FIG. 1 is a schematic illustration of a prior art mass production Quality Assurance (QA) procedure.
Suppose a mass production physical product 16A1, such as an integrated circuit, is examined by a QA station 16B1, including a volt meter 12B2 for examining a “point” 12B1 (electric potential difference between two points) of physical product 16A1, and a thermometer 12A2 for examining a point 12A1 of physical product 16A1.
Suppose volt meter 12B2 has measured 18 volt, enumerated 12B3, providing a corresponding signal 12B4; and that thermometer 12A2 has measured 31 deg C., enumerated 12A3, providing a corresponding signal 12A4;
The term “plain text” refers herein to a text which is not binary.
A local computer 16C1 accompanied to QA station 16B1 receives signals 12A4 and 12B4, and produces therefrom a plain text file 14A1. Plain text file 14A1 may be displayed on a screen 26 for being viewed by the QA station operator 32. According to the example, screen 26 displays 31 volt on point A and 18 deg C. on point B. Operator 32 qualifies or rejects physical product 16A1, based on the results.
Plain text file 14A1 is copied to a file 14B1 in a computer 16E of the human human developer 28 of physical product 16A1, through the internet 16D, for being viewed by human developer 28.
FIG. 2 is a schematic form of the files described in FIG. 1.
Each of files 14A1 and 14B1 may include an indication 12A5 of point 12A1, a pre-determined separating characters 12A6, and a plain text 12A7 of signal 12A4; and similarly may include an indication 12B5 of point 12B1, a pre-determined separating characters 12B6, and a plain text 12B7 of signal 12B4, being a format 30A.
FIG. 3 describes handling of a plurality of procedures of FIG. 1.
Suppose the first manufactured physical product 16A1 of FIG. 1 is examined by QA station 16B1 of FIG. 1, for producing plain text file 14A1 in local computer 16C1, and plain text file 14A1 is copied to plain text file 14B1 in computer 16E; and then a second manufactured physical product 16A2 is examined again by QA station 16B1 of FIG. 1, for producing a plain text file 14A2 also in local computer 16C1, and plain text file 14A2 is copied to plain text file 14B2 in computer 16E.
In this case, since both files 14B1 and 14B2 have been produced by the same QA station 16B1 and local computer 16C1, thus having the same formatting, described in FIG. 2, then computer 16E may use an application for displaying the measurements indicated by plain text files 14A1 and 14B2 one beside the other for comparing therebetween. In the example of FIG. 1 having 2 measurements for file 14B1, and thus having 2 measurements for file 14B2, the application may produce a graph or a spreadsheet 16G for displaying the 2+2=4 measurements in a comparing form.

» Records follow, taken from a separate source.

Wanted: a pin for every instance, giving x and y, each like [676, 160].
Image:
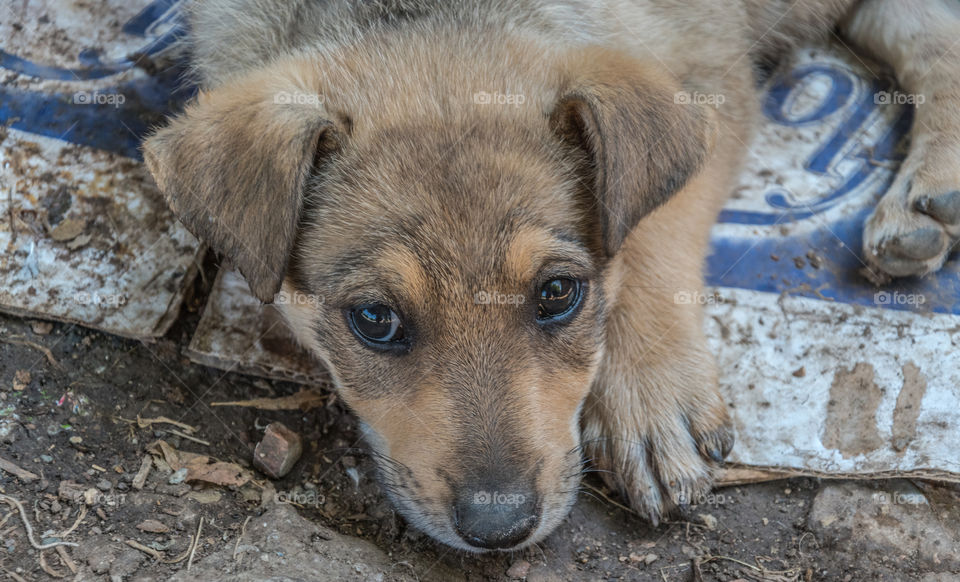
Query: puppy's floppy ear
[642, 142]
[233, 167]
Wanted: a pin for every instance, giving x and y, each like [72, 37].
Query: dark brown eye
[376, 324]
[558, 298]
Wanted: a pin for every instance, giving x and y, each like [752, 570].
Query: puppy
[498, 202]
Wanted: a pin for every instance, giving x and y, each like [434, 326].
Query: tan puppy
[498, 202]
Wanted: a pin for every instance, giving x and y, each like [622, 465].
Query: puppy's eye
[376, 324]
[558, 297]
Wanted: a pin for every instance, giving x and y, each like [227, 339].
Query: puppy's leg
[654, 422]
[917, 223]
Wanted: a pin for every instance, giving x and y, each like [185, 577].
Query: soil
[74, 419]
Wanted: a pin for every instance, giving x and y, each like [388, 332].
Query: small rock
[178, 476]
[126, 564]
[518, 569]
[279, 450]
[21, 379]
[100, 559]
[90, 496]
[70, 491]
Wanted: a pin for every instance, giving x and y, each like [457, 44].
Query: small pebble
[178, 477]
[519, 569]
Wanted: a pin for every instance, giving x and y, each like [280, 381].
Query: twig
[243, 530]
[188, 437]
[146, 422]
[196, 542]
[17, 471]
[302, 400]
[141, 478]
[83, 514]
[145, 549]
[65, 558]
[610, 501]
[29, 528]
[46, 568]
[157, 555]
[13, 226]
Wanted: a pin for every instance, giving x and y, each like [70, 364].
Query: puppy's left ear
[234, 166]
[641, 137]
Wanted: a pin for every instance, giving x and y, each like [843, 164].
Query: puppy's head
[463, 253]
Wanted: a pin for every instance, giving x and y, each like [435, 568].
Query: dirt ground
[70, 397]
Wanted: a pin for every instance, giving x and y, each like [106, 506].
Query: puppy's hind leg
[917, 223]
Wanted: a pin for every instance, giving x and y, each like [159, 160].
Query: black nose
[495, 520]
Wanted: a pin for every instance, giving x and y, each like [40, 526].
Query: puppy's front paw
[658, 454]
[912, 231]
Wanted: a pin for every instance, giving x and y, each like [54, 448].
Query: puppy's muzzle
[495, 517]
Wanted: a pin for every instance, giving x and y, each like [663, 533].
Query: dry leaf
[82, 240]
[41, 327]
[219, 473]
[69, 229]
[200, 467]
[152, 526]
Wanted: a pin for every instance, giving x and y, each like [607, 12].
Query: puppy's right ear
[233, 167]
[642, 144]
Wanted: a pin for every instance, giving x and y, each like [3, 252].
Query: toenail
[920, 244]
[945, 208]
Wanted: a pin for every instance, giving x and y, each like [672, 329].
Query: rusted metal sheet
[84, 235]
[88, 239]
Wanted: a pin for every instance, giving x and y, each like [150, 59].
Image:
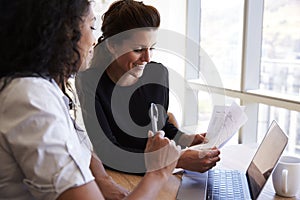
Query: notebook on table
[217, 183]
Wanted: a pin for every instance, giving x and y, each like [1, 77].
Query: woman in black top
[120, 86]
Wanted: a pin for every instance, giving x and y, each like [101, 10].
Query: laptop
[210, 185]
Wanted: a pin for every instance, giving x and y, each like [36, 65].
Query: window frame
[249, 94]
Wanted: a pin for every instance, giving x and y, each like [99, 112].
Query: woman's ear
[111, 47]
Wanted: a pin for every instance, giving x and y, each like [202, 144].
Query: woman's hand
[161, 154]
[199, 160]
[188, 140]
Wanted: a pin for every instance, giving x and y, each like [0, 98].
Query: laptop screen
[265, 159]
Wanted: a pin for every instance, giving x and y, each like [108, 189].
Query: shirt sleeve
[41, 137]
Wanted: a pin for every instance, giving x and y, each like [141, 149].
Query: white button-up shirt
[42, 153]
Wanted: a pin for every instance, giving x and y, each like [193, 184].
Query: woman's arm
[109, 188]
[161, 157]
[88, 191]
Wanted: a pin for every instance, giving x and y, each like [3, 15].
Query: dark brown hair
[40, 37]
[125, 15]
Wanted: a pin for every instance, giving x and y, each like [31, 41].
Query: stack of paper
[224, 123]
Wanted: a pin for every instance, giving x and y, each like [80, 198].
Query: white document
[225, 122]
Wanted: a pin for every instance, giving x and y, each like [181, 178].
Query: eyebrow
[143, 46]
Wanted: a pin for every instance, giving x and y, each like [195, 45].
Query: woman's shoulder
[157, 67]
[28, 88]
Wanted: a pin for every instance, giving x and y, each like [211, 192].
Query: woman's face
[87, 40]
[138, 52]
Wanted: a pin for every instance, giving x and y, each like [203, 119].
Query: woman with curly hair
[44, 154]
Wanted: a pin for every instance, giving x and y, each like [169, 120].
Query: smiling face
[132, 56]
[87, 40]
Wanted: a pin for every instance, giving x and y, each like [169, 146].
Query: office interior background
[255, 47]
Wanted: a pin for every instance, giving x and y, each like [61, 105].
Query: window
[255, 45]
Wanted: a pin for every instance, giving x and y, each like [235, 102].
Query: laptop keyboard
[224, 184]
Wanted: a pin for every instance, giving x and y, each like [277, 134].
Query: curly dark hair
[40, 37]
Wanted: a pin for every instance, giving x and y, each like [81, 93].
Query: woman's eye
[138, 50]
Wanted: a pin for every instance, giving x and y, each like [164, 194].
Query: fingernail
[150, 134]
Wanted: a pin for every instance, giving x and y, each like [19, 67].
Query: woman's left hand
[199, 139]
[188, 140]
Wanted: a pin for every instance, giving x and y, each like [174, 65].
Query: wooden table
[232, 157]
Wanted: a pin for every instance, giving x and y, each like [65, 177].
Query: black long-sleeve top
[123, 111]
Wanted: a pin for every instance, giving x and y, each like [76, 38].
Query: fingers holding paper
[161, 153]
[199, 160]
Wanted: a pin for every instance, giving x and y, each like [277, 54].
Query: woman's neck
[120, 78]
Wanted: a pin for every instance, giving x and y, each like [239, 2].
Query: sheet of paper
[225, 122]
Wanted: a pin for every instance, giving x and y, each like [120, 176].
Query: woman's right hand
[161, 154]
[199, 160]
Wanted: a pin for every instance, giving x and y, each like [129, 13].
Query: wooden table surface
[229, 160]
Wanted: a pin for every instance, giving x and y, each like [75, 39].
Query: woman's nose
[146, 56]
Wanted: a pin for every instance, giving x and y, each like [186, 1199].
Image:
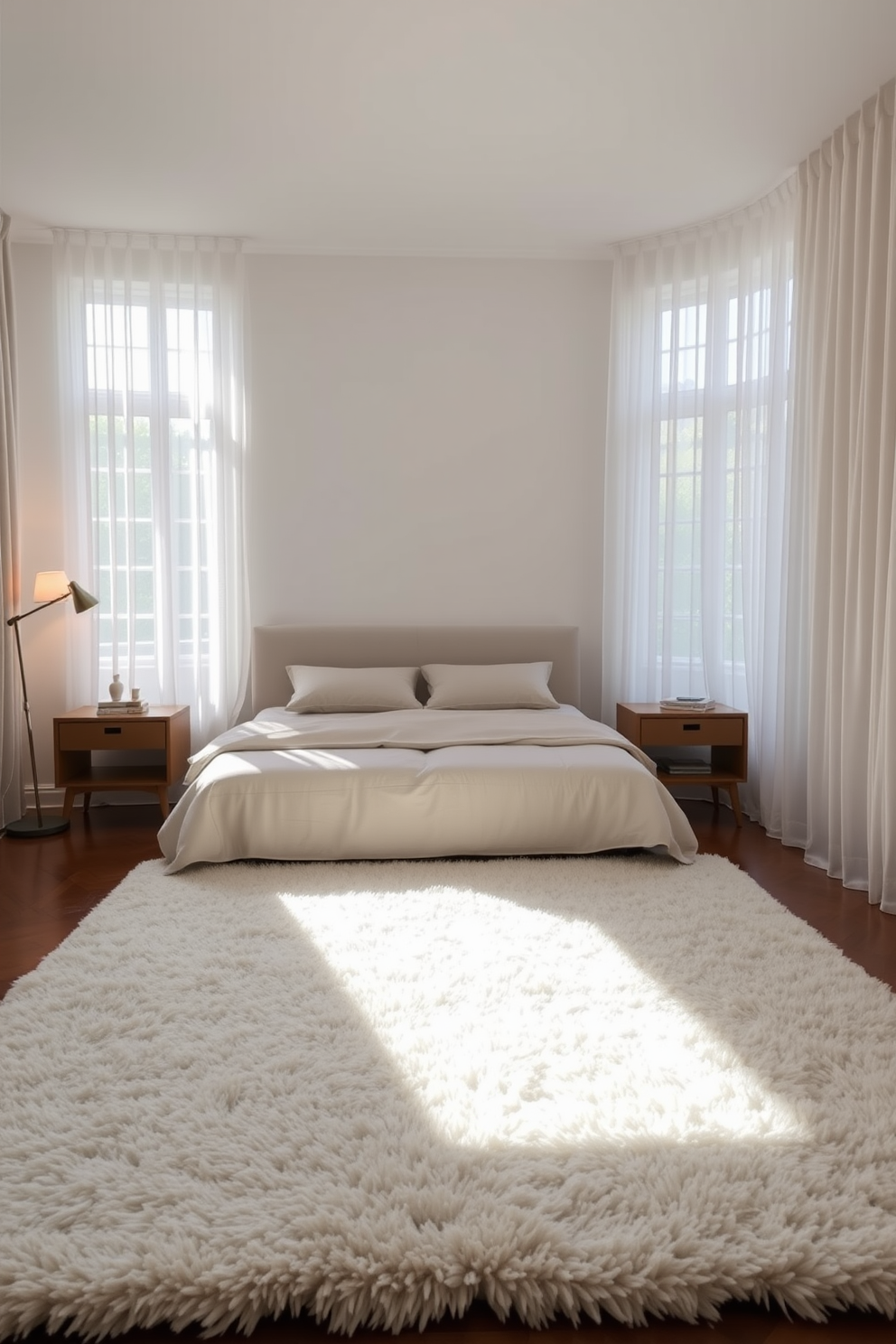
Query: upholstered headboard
[275, 647]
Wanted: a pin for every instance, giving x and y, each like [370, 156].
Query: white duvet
[413, 784]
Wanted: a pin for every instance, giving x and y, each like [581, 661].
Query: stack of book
[688, 703]
[680, 766]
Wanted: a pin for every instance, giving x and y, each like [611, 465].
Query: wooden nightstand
[164, 732]
[723, 730]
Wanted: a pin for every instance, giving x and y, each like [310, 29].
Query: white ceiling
[523, 128]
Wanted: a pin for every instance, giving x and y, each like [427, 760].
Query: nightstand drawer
[112, 737]
[683, 732]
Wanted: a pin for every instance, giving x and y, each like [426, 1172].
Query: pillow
[498, 686]
[352, 690]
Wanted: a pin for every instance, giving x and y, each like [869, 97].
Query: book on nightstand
[680, 766]
[688, 703]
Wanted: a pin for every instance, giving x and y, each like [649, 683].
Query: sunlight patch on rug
[382, 1090]
[535, 1030]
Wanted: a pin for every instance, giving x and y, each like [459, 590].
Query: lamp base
[28, 828]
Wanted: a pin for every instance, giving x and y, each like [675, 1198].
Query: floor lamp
[50, 586]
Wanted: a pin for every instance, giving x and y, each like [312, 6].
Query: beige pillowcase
[496, 686]
[352, 690]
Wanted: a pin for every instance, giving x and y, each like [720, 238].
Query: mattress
[418, 784]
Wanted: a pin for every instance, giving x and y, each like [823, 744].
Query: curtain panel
[837, 721]
[11, 715]
[696, 470]
[152, 398]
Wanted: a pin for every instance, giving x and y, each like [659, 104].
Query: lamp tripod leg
[27, 708]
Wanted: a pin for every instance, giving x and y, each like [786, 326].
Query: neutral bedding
[421, 782]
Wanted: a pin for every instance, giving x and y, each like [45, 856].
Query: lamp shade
[80, 600]
[50, 585]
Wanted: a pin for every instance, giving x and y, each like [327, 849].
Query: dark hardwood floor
[47, 886]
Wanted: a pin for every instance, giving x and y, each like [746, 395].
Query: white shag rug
[382, 1090]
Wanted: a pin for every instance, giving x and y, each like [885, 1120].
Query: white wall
[427, 441]
[426, 445]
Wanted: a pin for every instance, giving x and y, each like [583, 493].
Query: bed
[418, 781]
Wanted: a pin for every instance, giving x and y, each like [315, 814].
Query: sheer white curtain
[696, 470]
[151, 360]
[11, 715]
[837, 727]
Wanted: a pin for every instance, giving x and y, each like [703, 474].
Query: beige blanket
[418, 730]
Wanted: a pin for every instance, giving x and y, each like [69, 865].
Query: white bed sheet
[319, 787]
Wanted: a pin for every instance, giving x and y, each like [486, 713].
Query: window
[128, 452]
[714, 386]
[152, 394]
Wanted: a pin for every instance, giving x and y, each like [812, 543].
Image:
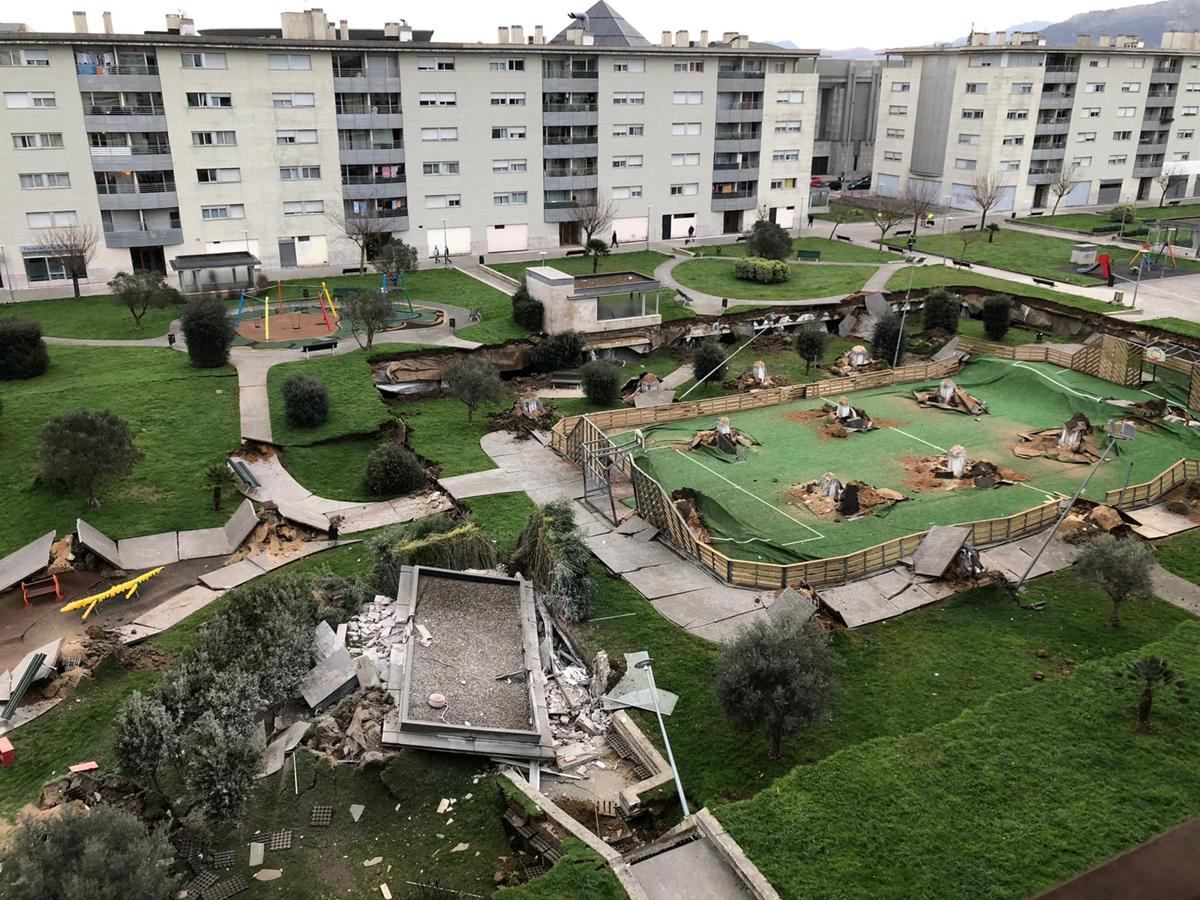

However, suppose the second manufactured physical product 16A2 or another physical product is examined by a QA station 16B2, for producing a plain text file 14A3 in a computer 16C2, being local to QA station 16B2, and plain text file 14A3 is copied to plain text file 14B3 in computer 16E, then computer 16E cannot display the measurements of plain text files 14A1 and 14B3 one beside the other for comparing therebetween.
Computer 16E cannot display the measurements indicated by plain text files 14A1 and 14B3 one beside the other, since files 14B1 and 14B3 have been produced by different QA stations, namely by 16B1 and 16B2, and by different local computers, namely by 16C1 and 16C2, thus typically having a different formatting from that described in FIG. 2.
Thus, the human developer 28, being acquainted with the physical product, lacks tools for comparing failures reported by QA station operator 32, for guiding QA station operator 32, how to improve the manufacturing or the examining of the next physical products.
FIG. 4 depicts the difference of the formatting from the formatting of FIG. 2.
Suppose pre-determined separating characters 12A6 of file 14B1 having format 30A as depicted in FIG. 2, may constitute 3 spaces; and pre-determined separating characters 12B6 of file 14B1 as depicted in FIG. 2, may constitute 4 spaces; then file 14B2 should have the same format 30A, namely the same 3 and 4 spaces apply to file 14B2. However, file 14B3 may have a different format 30B which may include 5 spaces instead of the 3 spaces of files 14B1 and 14B2; and 2 spaces of file 14B3 instead of the 4 spaces of files 14B1 and 14B2 having format 30A.
Another aspect is that the measurement of volt meter 12B2, according to the example of measuring 18 volt, enumerated 12B3, must be analyzed by parameters, such as range of the results, e.g., qualifying (“pass”) between 16 volt and 20 volt, and disqualifying (“fail”) otherwise. The problem is that changing of the parameters conventionally requires changing of the running application.